Flo is an RN with a degree in Education Majoring in Public Health. In the past she has worked as an RN in Critical Care and also has taught in a community college. She has set up several Cardiac Rehabilitation Programs. She currently does Cardiology Research working with cardiology patients as they come through the hospital. She clearly sees the need for the public to understand how to lead a healthy life before getting sick.
Flo has an interest in good health and an advocate of bettering the environment we live in. Because of this, she became interested in the SBPC as one good way to give our citizens, our children, and wildlife a better chance in this world by advocating more open space as a start to cleaning up our environment.
Flo has volunteered many hours to the Wayfarers Chapel in PV. She was on the Board of Directors for the Chapel for seven years. During that time, she attended many Palos Verdes City council meetings to convince the council that Wayfarers should be allowed to rebuild their Visitors Center in the northern most location instead of the southern most area where the land had slipped down the hill causing the old VC to be condemned by the city. She subscribes to the Wayfarers philosophy that the beauty of nature celebrates the presence of God in all things; therefore all of nature has its place on this earth & must be taken care of.
She has been an avid tennis and volleyball player as well as cyclist & skier. She loves the out of doors and has done a lot of camping in our great national parks. She is a member of several Ski and Tennis clubs as well as the Sierra Club. She supports several organizations that advocate preserving our environment, such as Rails to Trails, The National Park Foundation and the National Wildlife Federation. 
Charlie Szymanski - Board Member
Charlie Szymanski is a founding Director of the SBPC. He first moved to Redondo Beach Council District 1 from Torrance in 1982. After a few years away he returned two blocks away in District 2 with his wife, Kathy, Jesse, their 3 year old daughter, and Ava, a new addition in 2005.
His motivation to be involved in SBPC is his hope to take the family bird watching and running in the park across the street from our beautiful marina.

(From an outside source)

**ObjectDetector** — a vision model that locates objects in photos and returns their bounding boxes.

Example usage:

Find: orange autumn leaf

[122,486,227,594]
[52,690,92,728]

As a daily runner, Charlie sees the city from Herondo St. to Miramar virtually every day, and then views the city from 190th St. to Rosecrans Blvd. virtually every day in support of his software design and development business. He is a USC graduate in Finance and Marketing and believes the Heart Park legacy will survive a hundred years, if we give it a chance. Charlie feels that coastal resource that survives us for our children and theirs is the single most important civic decision any current resident or civic worker will make. 
Jim Vaught - Board Member
Jim Vaught is a founding Director of the SBPC. Jim is a California native who has lived in the LA area since 1976 and in the South Bay since 1994; he and wife Rosemarie now reside in Rancho Palos Verdes. He is the father of three grown children and an engineer who enjoys the clean outdoors playing beach volleyball, bike riding, hiking, bird watching and fishing.
Jim's first major community project in was to help break ground for a schoolhouse and community center in Birdsprings, Arizona in the heart of the Navajo Reservation. The project, begun in 1976 has successfully preserved the Navajo heritage which was near extinction because the children were intently taken off the reservation and put in western style boarding schools for many generations. Today, Birdsprings now has its own thriving School District.
Jim decided to become a founding Director of the SBPC to restore a part of Redondo Beach's real heritage when the Chowinga Indians inhabited the area surrounding the natural salt pond that used to exist on the current AES Power Plan site. Jim believes the park development and partial salt pond restoration will greatly improve the quality of his life and of his fellow community members through open space and natural rain water runoff percolation.